Calculation of Key Efficacy Indices
% Increase in Life Span (% ILS):
% ILS = [(MST treated - MST control) / MST control] × 100
% Tumor Growth Inhibition (solid tumor):
TGI% = [(Wcontrol - Wtreated) / Wcontrol] × 100
% Cell Growth Inhibition (ascitic model):
CGI% = [(viable cells control - viable cells treated) / viable cells control] × 100
Special Considerations for Plant Extracts
- Crude vs. fractionated extract: In vivo studies are often done with crude extracts first, then repeated with bioactive fractions to identify the active phytochemical(s)

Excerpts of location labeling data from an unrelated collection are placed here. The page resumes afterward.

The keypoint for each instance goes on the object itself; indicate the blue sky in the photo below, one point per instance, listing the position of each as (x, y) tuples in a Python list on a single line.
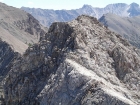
[(63, 4)]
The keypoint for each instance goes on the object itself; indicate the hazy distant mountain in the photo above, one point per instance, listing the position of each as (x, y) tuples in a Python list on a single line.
[(78, 63), (19, 28), (47, 16), (128, 27)]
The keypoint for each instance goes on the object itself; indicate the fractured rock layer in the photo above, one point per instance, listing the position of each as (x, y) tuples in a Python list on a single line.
[(78, 62)]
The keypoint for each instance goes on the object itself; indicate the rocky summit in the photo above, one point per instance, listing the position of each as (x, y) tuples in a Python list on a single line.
[(18, 28), (77, 63)]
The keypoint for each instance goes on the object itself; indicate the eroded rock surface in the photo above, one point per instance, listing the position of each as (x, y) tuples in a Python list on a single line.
[(77, 63)]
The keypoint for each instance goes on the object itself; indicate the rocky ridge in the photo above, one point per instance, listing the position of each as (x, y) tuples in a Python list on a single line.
[(78, 62), (47, 16), (128, 27), (18, 28)]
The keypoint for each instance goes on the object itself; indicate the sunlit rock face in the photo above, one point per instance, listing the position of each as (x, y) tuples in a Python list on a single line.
[(77, 63)]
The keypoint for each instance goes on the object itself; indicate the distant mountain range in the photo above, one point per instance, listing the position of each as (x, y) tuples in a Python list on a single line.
[(19, 28), (128, 27), (48, 16)]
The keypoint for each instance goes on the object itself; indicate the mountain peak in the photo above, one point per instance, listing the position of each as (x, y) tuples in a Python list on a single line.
[(85, 6), (134, 4)]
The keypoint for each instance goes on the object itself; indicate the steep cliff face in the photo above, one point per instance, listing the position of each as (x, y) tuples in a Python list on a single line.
[(78, 62), (7, 55), (19, 28)]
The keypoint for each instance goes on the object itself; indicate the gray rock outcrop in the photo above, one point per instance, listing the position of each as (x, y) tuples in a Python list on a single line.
[(78, 63), (128, 27), (18, 28)]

- Route of administration: Oral (gavage) is preferred as it reflects traditional use; IP injection is used for rapid screening
- Dose selection: Based on prior acute toxicity studies (LD₅₀ from OECD 423 or 425 guidelines); typically 1/10th to 1/5th of LD₅₀ is used
- Vehicle: Extracts are often dissolved in DMSO (1%), CMC (0.5%), or distilled water depending on solubility
- Phytochemical synergy: Unlike single pure compounds, plant extract activity may result from synergy between flavonoids, alkaloids, terpenoids, and polyphenols - making dose-response curves non-linear
- Immunostimulation vs. direct cytotoxicity: Some plant polysaccharides and glycosides work primarily by boosting NK cells and macrophage activity rather than directly killing tumor cells - immune parameters must be assessed
Summary Flowchart
Plant extract (crude)
↓
Acute toxicity study (LD₅₀) → select safe doses
↓
EAC / DLA ascitic model → % ILS, tumor volume, hematology
↓
S-180 solid tumor model → TGI%, tumor weight
↓
Carcinogen model → if chemoprevention claim
↓
Xenograft (nude mice) → if specific human cancer cells targeted
↓
Mechanism studies → apoptosis, oxidative stress, angiogenesis, immunology
↓
Fractionation → isolate active phytochemical
↓
Repeat in vivo with pure compound
The EAC + DLA + S-180 combination is the standard battery used in most pharmacognosy and phytopharmacology departments for routine anticancer screening of plant extracts, and these three models together form the backbone of in vivo anticancer testing for herbal/plant-based candidates.